Wreszcie mają swoje pokoje

Dom dziecka w Tarnowie Opolskim przeszedł ogromną transformację. Przebywające tam dzieci mogą już korzystać w wyremontowanych pokoi, wspólnego aneksu kuchennego, gdzie przygotowują śniadania, wspólnej sali, gdzie bawią się i oglądają telewizję.
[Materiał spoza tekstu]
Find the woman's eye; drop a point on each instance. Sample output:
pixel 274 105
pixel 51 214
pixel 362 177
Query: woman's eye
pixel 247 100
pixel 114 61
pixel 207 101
Duży przedwojenny budynek został wybudowany w 1938 roku jako obóz pracy dla dziewcząt. W tym miejscu po wojnie funkcjonował dom małego dziecka. Obiekt na remont czekał wiele lat. Wewnętrzna przemiana była możliwa dzięki 1 milionowi 500 tysiącom złotych. Inwestycja prowadzona była przez powiat opolski, ale wsparta dotacją unijną przekazaną przez marszałka województwa.

Przed remontem dzieci mieszkały w wieloosobowych pokojach, miały do dyspozycji jedynie wspólną łazienkę. – Jesteśmy po ogromnej rewolucji. Nic nie jest takie same. Dostosowaliśmy placówkę do nowych wymogów. Przebudowaliśmy łazienkę. Mamy dwa aneksy kuchenne. Dzieci mają do dyspozycji 11 pokoi, z czego 4 są z łazienkami. Dom ma być domem. Staramy się, żeby w pokojach dwuosobowych było rodzeństwo. Mamy nowe wyposażenie i meble – mówi Karina Miernik-Grędzińska, dyrektor domu dziecka w Tarnowie Opolskim. Obok budynku jest park, ogród, plac zabaw i boisko. Dodajmy, że w budynku znajdują się również warsztaty terapii zajęciowej.

Według obowiązujących w Polsce przepisów obowiązujących od 2011 roku w tym domu dziecka mogą przebywać dzieci od 10 roku życia. Od tej sytuacji jest odstępstwo, kiedy jest rodzeństwo. – Dzieci mają większą intymność. Wcześniej były pokoje czteroosobowe, część z nich były to pokoje przechodnie. Teraz jest bardziej domowo. Nasze dzieci rozwijają również swoje pasje. Korzystają z zajęć pozaszkolnych. Jeden z naszych wychowanków trenuje piłkę nożną – mówi wychowawczyni Danuta Mikołajewicz.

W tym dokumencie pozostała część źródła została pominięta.